Vaccine messaging must address grim history of race-based experiments
Vaccine hesitancy and public trust dominate discussions on the allocation and prioritization of COVID-19 vaccines now that vaccines have begun to arrive. But, as government officials, bioethicists and other healthcare professionals strategize how to fairly distribute vaccines on a national level, we must ask ourselves if we have missed a step – how might this vaccine rollout and subsequent restrictions be perceived by BIPOC communities?
We all experience the healthcare system differently. Those who identify as Black, Indigenous or People of Colour (BIPOC) often experience discrimination while accessing healthcare and sometimes have little trust in healthcare services or government-funded initiatives. Given Canada’s history of medical abuse in these communities, health recommendations are routinely scrutinized with anxiety.
On Dec. 3, Ontario’s chief medical officer of health, David Williams, noted that the COVID-19 vaccine may be required for “freedom to move around.” He added that people will not be forced to take the vaccines but those who choose not to be immunized against SARS-CoV2 may be subject to restrictions.
But have we thought about what this would mean for groups that already experience restrictions as part of their lived realities? What does it mean for people from BIPOC communities whose anxieties about the vaccine are rooted in the history of racial violence and deep-seated experiences of abuse? For people who already experience barriers accessing healthcare? For access to the already limited beds in long-term care facilities or the few culture-specific facilities? For the many personal support workers (PSWs) from the BIPOC community and their availability and job security should they decide not to get vaccinated?

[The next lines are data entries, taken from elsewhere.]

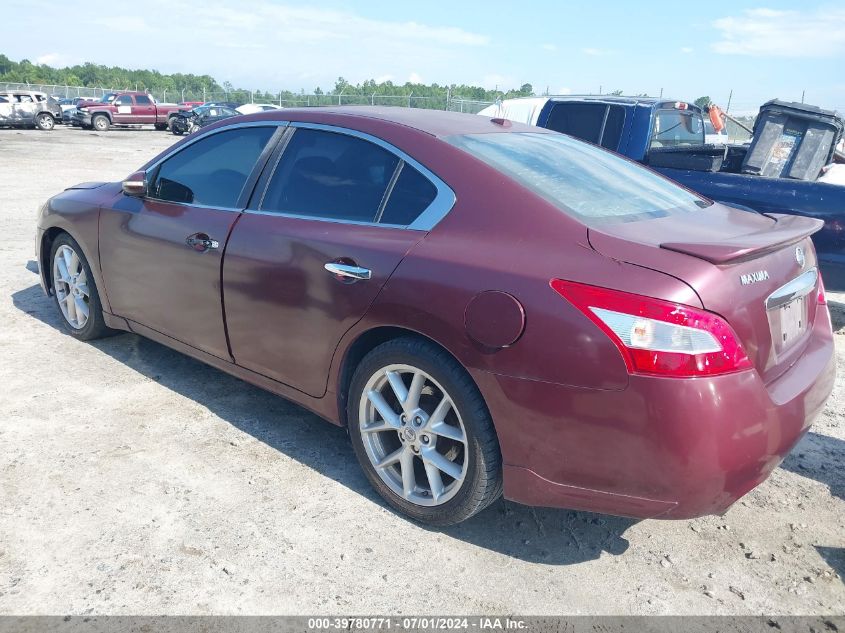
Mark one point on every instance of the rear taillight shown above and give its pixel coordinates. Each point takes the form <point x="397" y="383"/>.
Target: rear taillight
<point x="659" y="337"/>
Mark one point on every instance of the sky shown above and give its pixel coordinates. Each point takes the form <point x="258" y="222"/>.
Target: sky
<point x="759" y="50"/>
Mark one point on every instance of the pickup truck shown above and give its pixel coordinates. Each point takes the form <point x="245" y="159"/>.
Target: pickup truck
<point x="125" y="108"/>
<point x="642" y="127"/>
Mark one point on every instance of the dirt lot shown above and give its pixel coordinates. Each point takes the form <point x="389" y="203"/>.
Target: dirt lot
<point x="136" y="480"/>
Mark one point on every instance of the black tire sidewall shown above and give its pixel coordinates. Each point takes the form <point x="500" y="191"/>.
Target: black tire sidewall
<point x="45" y="117"/>
<point x="95" y="325"/>
<point x="466" y="399"/>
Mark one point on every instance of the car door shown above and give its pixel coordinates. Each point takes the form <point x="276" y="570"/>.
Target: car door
<point x="309" y="256"/>
<point x="144" y="110"/>
<point x="123" y="109"/>
<point x="161" y="254"/>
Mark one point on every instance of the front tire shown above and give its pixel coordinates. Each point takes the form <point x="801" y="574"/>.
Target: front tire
<point x="422" y="433"/>
<point x="74" y="291"/>
<point x="45" y="122"/>
<point x="100" y="122"/>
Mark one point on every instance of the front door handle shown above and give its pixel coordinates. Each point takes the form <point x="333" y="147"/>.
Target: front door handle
<point x="201" y="242"/>
<point x="348" y="272"/>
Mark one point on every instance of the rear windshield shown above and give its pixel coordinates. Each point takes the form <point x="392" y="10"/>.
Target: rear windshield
<point x="583" y="180"/>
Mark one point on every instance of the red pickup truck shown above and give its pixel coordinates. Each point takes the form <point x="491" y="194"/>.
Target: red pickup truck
<point x="124" y="108"/>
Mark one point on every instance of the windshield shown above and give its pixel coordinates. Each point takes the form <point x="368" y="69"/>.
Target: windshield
<point x="677" y="127"/>
<point x="583" y="180"/>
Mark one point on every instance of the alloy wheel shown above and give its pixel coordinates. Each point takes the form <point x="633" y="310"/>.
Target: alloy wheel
<point x="413" y="435"/>
<point x="71" y="286"/>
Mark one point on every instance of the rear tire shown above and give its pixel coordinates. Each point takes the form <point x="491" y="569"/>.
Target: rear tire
<point x="100" y="122"/>
<point x="75" y="292"/>
<point x="45" y="122"/>
<point x="434" y="456"/>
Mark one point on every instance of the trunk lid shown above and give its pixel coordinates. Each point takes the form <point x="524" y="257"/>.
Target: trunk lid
<point x="754" y="270"/>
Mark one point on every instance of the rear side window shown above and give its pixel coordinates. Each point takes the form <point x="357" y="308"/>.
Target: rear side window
<point x="587" y="182"/>
<point x="673" y="128"/>
<point x="598" y="123"/>
<point x="330" y="175"/>
<point x="613" y="127"/>
<point x="583" y="120"/>
<point x="409" y="197"/>
<point x="213" y="170"/>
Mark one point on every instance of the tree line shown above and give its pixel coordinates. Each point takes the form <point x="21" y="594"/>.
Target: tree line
<point x="101" y="76"/>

Examples of the racist treatment and medical experimentation that Black and Indigenous people across North America have been subjected to are numerous. Most have read about the atrocities perpetrated against the 400 Black men in Tuskegee, Ala., who were unknowingly enrolled in a 40-year study on the effects of syphilis when left untreated. Advances in gynecology are linked to vile forms of experimentation on Black women – the version of the speculum most commonly used in OB/GYN is credited to James Marion Sims, who improved this device at the painful expense of Black women on whom he performed countless procedures without the use of anesthesia. Or Henrietta Lacks, a Black woman whose cancer cells were taken for further study without her consent and which were used to create the first immortalized human cell line. Many scientific advances (e.g., polio vaccine) are due to experimentation with her cell line, widely known as the HeLa cells. More recently and throughout history, forced sterilization policies have targeted BIPOC women and women with disabilities in the U.S. and across Canada.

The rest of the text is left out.